Talvez você esteja pensando que o ódio que venho alimentando por meu reino seja sem motivo. Bom, precisa saber de algumas coisinhas sobre o maravilhoso reino de Pélagus: o povo é dividido entre os Elementais e os Mestiços (já se supõe pela denominação a qual lado pertenço, não é?). Os elementais supostamente descendem das Fadas e dos Lupinos. As Fadas são as guardiãs de nosso mundo e os Lupinos são os seres por elas criados a partir dos lobos para guardarem as florestas, dizem que são homens com lobos habitando dentro de si e, se quiserem, podem se transformar nessa fera.
No entanto, com o passar dos anos, Fadas e Lupinos se apaixonaram um pelo outro e o resultado foi os elementais. Eles reúnem a força e bravura de um lobo com um dos poderes das Fadas: água, fogo, terra ou ar. Os quatro elementos que geram a vida. Pelo menos é isso que nos contam e o que está registrado nos livros dados às escolas.

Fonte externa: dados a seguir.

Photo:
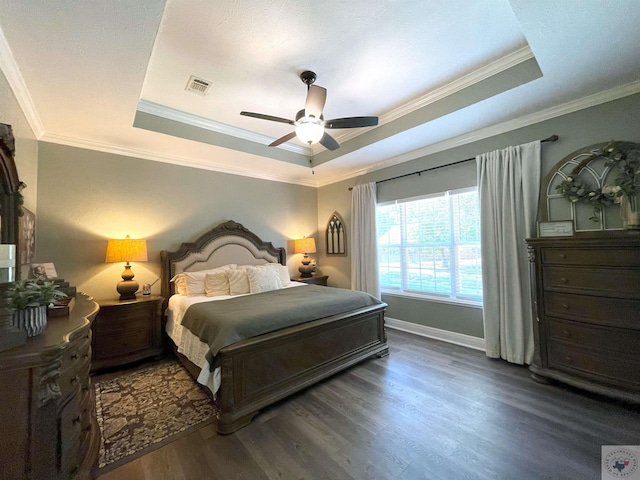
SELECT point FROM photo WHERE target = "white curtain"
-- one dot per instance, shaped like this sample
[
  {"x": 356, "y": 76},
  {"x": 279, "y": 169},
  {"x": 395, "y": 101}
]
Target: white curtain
[
  {"x": 364, "y": 240},
  {"x": 508, "y": 185}
]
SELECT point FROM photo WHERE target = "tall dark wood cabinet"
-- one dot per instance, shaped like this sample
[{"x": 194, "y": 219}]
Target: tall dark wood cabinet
[
  {"x": 587, "y": 306},
  {"x": 47, "y": 406}
]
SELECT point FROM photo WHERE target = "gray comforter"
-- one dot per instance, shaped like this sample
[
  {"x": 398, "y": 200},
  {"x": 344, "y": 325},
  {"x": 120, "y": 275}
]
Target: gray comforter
[{"x": 224, "y": 322}]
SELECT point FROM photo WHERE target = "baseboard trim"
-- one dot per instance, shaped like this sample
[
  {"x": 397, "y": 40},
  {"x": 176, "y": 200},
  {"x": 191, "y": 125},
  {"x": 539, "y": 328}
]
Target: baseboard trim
[{"x": 461, "y": 339}]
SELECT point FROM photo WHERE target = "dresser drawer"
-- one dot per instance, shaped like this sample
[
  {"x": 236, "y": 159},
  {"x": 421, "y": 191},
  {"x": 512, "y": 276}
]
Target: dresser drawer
[
  {"x": 623, "y": 257},
  {"x": 621, "y": 371},
  {"x": 613, "y": 312},
  {"x": 74, "y": 378},
  {"x": 616, "y": 282},
  {"x": 70, "y": 437},
  {"x": 616, "y": 340}
]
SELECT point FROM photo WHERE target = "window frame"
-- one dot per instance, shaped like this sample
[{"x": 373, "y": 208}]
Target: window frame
[{"x": 451, "y": 245}]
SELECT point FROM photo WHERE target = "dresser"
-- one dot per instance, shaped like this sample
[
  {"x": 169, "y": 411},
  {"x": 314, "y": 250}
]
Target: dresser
[
  {"x": 127, "y": 330},
  {"x": 47, "y": 405},
  {"x": 587, "y": 312}
]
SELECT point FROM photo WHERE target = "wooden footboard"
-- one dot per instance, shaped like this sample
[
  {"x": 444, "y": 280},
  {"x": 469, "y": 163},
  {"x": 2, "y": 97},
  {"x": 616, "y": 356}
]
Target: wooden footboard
[{"x": 260, "y": 371}]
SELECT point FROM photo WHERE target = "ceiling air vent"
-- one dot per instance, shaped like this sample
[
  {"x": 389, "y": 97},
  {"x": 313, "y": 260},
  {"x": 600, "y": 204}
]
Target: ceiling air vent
[{"x": 198, "y": 85}]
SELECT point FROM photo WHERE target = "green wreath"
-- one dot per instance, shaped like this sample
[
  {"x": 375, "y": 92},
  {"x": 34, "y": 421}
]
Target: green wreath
[{"x": 623, "y": 156}]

Os elementais eram devotos aos seus progenitores, entretanto, eles almejaram o controle do mundo depois de algum tempo. Tornaram-se maiores em número do que os demais povos e criaram o reino de Pélagus.
Há boatos de que no início havia domadores dos quatro elementos. A magia desenvolvida por eles era tão forte, que Fadas e Lupinos decidiram deixar que construíssem seu próprio mundo. Uma ideia particularmente irritante porque a genética mágica foi se dissolvendo de geração para geração, tornando os "dons" cada vez mais incomuns e gerando os mestiços como eu. Também somos chamados de profanos por alguns.

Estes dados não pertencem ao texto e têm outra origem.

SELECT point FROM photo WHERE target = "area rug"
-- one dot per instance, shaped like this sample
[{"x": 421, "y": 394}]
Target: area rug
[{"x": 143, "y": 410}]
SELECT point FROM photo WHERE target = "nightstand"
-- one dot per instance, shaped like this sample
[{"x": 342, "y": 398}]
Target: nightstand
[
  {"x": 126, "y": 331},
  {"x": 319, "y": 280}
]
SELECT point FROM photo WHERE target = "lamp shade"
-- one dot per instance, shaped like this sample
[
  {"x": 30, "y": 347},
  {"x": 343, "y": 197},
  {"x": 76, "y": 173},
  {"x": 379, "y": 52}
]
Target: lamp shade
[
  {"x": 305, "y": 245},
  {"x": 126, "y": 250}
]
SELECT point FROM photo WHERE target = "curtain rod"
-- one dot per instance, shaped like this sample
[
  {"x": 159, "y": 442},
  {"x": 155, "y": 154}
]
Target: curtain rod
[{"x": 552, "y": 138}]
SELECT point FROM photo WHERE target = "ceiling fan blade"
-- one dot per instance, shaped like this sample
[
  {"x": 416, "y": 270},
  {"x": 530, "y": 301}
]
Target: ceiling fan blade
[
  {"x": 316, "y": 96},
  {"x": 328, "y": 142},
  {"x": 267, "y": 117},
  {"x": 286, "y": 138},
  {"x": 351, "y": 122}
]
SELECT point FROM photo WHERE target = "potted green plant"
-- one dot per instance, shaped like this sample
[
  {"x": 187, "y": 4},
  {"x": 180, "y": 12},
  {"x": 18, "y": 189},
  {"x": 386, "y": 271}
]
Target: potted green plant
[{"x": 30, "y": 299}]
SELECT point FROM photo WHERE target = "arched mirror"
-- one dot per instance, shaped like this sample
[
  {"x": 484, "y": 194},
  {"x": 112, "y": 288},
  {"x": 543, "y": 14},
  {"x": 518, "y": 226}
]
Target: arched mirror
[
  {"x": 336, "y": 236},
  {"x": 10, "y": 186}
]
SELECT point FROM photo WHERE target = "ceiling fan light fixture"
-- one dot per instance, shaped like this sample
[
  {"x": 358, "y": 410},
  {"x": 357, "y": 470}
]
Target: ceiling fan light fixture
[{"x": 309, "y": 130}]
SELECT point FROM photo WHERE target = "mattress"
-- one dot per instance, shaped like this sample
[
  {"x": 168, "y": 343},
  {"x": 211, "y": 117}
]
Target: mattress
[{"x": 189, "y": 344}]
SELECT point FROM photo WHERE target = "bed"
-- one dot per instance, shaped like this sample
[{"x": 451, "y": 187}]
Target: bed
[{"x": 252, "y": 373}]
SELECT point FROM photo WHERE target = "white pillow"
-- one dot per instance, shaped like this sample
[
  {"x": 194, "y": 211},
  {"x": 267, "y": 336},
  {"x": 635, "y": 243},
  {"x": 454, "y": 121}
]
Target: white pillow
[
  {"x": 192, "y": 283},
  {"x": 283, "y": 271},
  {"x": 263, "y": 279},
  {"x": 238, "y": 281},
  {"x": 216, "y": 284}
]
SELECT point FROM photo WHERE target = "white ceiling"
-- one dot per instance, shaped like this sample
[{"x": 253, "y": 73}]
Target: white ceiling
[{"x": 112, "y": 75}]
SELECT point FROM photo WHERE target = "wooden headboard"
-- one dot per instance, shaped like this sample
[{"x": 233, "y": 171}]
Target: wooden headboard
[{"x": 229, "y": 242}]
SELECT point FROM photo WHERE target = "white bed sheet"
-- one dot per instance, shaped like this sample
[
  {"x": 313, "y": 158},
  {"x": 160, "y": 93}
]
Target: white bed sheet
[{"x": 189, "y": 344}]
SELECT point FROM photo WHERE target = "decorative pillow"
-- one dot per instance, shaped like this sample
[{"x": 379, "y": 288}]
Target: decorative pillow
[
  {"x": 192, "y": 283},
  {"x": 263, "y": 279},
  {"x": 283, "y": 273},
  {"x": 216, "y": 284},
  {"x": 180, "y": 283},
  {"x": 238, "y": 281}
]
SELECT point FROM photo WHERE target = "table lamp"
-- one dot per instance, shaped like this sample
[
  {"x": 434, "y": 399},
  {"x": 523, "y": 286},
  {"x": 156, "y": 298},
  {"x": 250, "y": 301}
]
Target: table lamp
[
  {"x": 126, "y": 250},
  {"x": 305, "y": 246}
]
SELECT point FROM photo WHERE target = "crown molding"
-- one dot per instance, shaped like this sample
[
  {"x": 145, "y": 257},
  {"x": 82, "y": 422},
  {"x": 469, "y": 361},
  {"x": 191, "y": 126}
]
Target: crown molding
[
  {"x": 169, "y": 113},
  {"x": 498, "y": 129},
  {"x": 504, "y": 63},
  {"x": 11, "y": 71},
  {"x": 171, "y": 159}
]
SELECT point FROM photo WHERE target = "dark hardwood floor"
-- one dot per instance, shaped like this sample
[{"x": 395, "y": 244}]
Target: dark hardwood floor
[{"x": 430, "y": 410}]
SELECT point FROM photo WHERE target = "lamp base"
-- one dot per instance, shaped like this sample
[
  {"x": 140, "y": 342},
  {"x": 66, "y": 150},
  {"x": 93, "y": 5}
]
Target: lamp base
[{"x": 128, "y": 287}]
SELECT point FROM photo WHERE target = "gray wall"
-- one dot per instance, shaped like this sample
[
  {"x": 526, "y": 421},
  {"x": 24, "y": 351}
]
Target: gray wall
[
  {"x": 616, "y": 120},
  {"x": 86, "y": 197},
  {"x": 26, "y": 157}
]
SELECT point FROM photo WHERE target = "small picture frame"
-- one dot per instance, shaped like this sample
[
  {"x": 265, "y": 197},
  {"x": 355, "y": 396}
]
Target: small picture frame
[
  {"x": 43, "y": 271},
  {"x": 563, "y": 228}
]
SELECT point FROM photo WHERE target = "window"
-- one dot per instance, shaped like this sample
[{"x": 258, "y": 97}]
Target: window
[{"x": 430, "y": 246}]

Sacerdotes elementais dizem que nossa existência zomba de nossos progenitores e que somos destinados a servir. Sendo assim, morremos em batalhas que não são nossas, limpamos palácios que não sujamos, cozinhamos comidas que não nos alimentam.
Nosso rei, descendente e controlador da antiga dinastia do fogo, diz que eles foram gerados para comandar, assim como fomos criados para obedecer. Só de pensar nisso, sinto uma raiva inflando cada pedaço do meu ser. Se encontrasse um Lupino ou uma Fada, avisaria a eles que sua criação tem devastado o mundo ao invés de protegê-lo.
-Ei, você está nessa janela há horas, não vai se preparar para o jantar?
A suave voz de Juliette, minha colega de quarto, traz-me de volta à realidade. A noite havia chegado e eu nem notara. O frio outonal já invade o pequeno alojamento através da abertura da janela. Foco os olhos nela antes de formular uma resposta.
-Não estou com fome. Pode pegar a minha porção se quiser.
-Ok. Mas você deveria comer, amanhã será um longo dia, Scarlett. -Com isso, ela me dá as costas e sai do quarto, deixando-me encarando a porta fechada.
Juliette é o oposto de mim. Ela é baixinha e eu alta, ela tem muitas curvas e meu corpo sempre foi magro e modesto, ela ostenta olhos verdes e cabelo loiro e liso e eu tenho uma mistura de castanho com ruivo cheio de cachos indomáveis e olhos âmbares. Nunca fomos amigas de verdade, apenas nos toleramos pela convivência inevitável. Ela ainda tem dois anos até sua Convocação.
Fecho a janela e deito na cama do meu lado do quarto. Praticamente cresci naquele quartel. Só a ideia de ser mandada para longe revira meu estômago, indicando que a ideia de abdicar do jantar foi certeira. Por mais que tenha sofrido nesse lugar, ele é o único lar que conheci e o mais próximo de família que possuí.
O sono começa a pesar minhas pálpebras e deixo lendas e histórias antigas se infiltrarem em minha mente, evitando pensar no que o amanhã trará. Sou embalada em um sonho com dentes afiados e asas batendo.